Положа руку на свое честное сердце, могу признаться: все хорошее в нем тоже посильнее, чем у меня, — обаяние, смелость, находчивость, уверенность, неоспоримые качества вожака, актерский талант, наконец.

Может быть, у каждой яркой личности черты характера должны быть в каком-то равновесии? Одно сдерживает другое? Если увидишь очень сильную черту, не сомневайся, что есть и очень слабая, диаметрально противоположная? Я читал где-то, что сентиментальные люди зачастую бывают крайне жестокими: могут проливать слезы над бездомной собачкой и не помогать человеку в беде.

Но тогда, выходит, все предопределено с рождения и человек ни в чем не виноват?

Не думаю. Преодолевать себя больше мужества требуется, чем, например, из просто смелого стать еще более смелым. Лично мне нравятся трусы, внезапно, в трудную минуту, ставшие храбрыми, а не храбрые, ставшие трусами или даже пусть и оставшиеся такими же храбрыми. И еще, наверное, поэтому мне нравятся слабаки, которые годами идут к силе, до изнеможения занимаясь с гантелями, а не просто силачи от природы. Вероятно, встреть я абсолютно совершенного человека во всех отношениях, вскоре бы в нем разочаровался. Ему ведь расти некуда, он достиг потолка…

Такой человек, видимо, был бы большущим занудой и обязательно принялся бы поучать других, как стать таким, как он. Ведь если тебе самому уже некуда стремиться, ты можешь только учить других. Кстати, и в спорте. Станет спортсмен, скажем, олимпийским чемпионом, достигнет ослепительных высот и переходит в тренеры. Понятно, я его за это нискилыи, не осуждаю. Жизнь так уж устроена: не можешь сам, учи других на своем опыте, если он, к счастью, есть.

Извините, отвлекся я от наших баранов, как сказал бы пастух… Не стали мы настоящими, закадычными друзьями с Витькой.

Нет, слово «закадычные» неуместно. Пожалуй, оно сродни слову «собутыльники», они встречаются лишь для того, чтобы «за кадык» залить. Сколько же слов мы говорим, не зная их истинного значения! Моя покойная бабушка говаривала: «Выпала мне такая планида». Планета, значит. Наверное, это выражение было «научным» термином у древних астрологов, гадающих по звездам.

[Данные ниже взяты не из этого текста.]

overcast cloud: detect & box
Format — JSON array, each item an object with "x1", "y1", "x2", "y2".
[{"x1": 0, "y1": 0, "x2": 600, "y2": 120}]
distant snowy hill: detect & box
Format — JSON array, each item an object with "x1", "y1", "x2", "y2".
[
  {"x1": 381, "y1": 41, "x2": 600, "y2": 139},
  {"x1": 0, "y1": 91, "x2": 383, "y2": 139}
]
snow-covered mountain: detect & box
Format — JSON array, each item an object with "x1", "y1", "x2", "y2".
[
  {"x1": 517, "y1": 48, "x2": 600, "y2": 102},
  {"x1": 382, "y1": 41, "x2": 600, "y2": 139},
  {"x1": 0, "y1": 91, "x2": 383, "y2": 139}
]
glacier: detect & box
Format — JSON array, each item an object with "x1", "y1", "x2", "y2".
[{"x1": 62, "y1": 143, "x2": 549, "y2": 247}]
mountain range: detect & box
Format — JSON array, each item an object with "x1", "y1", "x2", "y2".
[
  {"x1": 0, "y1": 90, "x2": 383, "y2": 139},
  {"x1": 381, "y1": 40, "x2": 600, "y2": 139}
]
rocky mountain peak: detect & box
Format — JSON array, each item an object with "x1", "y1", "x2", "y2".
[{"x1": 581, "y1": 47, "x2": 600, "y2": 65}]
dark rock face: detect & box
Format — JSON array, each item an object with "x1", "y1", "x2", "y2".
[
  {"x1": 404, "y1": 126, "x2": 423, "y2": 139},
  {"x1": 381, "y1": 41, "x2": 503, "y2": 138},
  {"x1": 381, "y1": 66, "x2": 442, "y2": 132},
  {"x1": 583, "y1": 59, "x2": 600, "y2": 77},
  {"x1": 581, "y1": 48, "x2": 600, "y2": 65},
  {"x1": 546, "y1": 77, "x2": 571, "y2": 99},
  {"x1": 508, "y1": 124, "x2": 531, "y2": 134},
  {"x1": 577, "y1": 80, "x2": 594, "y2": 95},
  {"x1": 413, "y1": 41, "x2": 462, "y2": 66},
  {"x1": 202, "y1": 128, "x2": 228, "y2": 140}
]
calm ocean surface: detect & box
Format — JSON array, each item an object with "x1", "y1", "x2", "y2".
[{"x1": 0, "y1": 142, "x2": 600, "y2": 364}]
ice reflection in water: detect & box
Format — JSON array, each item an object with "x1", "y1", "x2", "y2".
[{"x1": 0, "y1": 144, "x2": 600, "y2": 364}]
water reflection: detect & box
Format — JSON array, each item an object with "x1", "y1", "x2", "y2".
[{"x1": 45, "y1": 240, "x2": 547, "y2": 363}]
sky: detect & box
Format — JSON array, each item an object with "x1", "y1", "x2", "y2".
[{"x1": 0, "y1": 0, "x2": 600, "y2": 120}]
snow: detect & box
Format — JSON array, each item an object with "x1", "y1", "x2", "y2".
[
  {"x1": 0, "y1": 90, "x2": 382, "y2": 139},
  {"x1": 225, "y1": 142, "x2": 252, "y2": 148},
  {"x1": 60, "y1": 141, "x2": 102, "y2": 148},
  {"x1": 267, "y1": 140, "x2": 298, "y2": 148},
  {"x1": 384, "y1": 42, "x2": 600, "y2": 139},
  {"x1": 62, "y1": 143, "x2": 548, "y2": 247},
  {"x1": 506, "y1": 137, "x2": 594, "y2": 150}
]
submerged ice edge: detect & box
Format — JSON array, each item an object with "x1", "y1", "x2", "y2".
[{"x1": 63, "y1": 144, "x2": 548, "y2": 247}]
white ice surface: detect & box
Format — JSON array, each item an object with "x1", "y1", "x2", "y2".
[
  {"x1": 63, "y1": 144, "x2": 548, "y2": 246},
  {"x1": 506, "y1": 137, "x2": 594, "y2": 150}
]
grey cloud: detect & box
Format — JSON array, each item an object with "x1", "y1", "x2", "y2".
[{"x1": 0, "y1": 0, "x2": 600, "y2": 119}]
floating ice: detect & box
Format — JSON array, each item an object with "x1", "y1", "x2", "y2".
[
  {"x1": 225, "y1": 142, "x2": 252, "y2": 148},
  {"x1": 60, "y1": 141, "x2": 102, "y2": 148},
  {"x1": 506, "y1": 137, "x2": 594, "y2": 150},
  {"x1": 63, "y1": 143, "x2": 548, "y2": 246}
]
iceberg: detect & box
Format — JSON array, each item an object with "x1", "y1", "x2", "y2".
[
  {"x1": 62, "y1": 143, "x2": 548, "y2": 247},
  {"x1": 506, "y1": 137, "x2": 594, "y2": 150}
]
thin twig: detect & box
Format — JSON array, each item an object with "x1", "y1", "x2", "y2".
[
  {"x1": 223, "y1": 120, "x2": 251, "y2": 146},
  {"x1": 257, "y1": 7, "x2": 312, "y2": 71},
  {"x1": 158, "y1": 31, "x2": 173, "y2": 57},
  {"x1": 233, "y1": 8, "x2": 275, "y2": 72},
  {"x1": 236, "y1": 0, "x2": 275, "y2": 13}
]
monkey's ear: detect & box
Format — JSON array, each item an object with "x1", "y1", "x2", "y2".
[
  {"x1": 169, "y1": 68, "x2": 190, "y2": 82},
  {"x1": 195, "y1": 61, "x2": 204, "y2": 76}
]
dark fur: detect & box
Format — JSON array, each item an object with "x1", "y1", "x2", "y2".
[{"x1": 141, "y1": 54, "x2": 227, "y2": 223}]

Мне тоже выпала кое-какая планида. Мы провели состязания по дзюдо на абсолютного победителя: среди «мужчин» и среди «женщин».

Схватки начались по жеребьевке. Моим противником оказался Славка, Витькиным — Сашка.

Я одержал верх над Славкой, Король — над Сашкой.

Затем я победил Сашку, а Король — Славку.

Потом мы схватились с Королем. И как я ни старался, он внезапно применил бросок с захватом подколенного сгиба двумя руками, и я проиграл, хоть и умудрился упасть на живот. Король сразу же применил удушающий прием, и мне пришлось хрипло взмолиться: «Маита» (сдаюсь).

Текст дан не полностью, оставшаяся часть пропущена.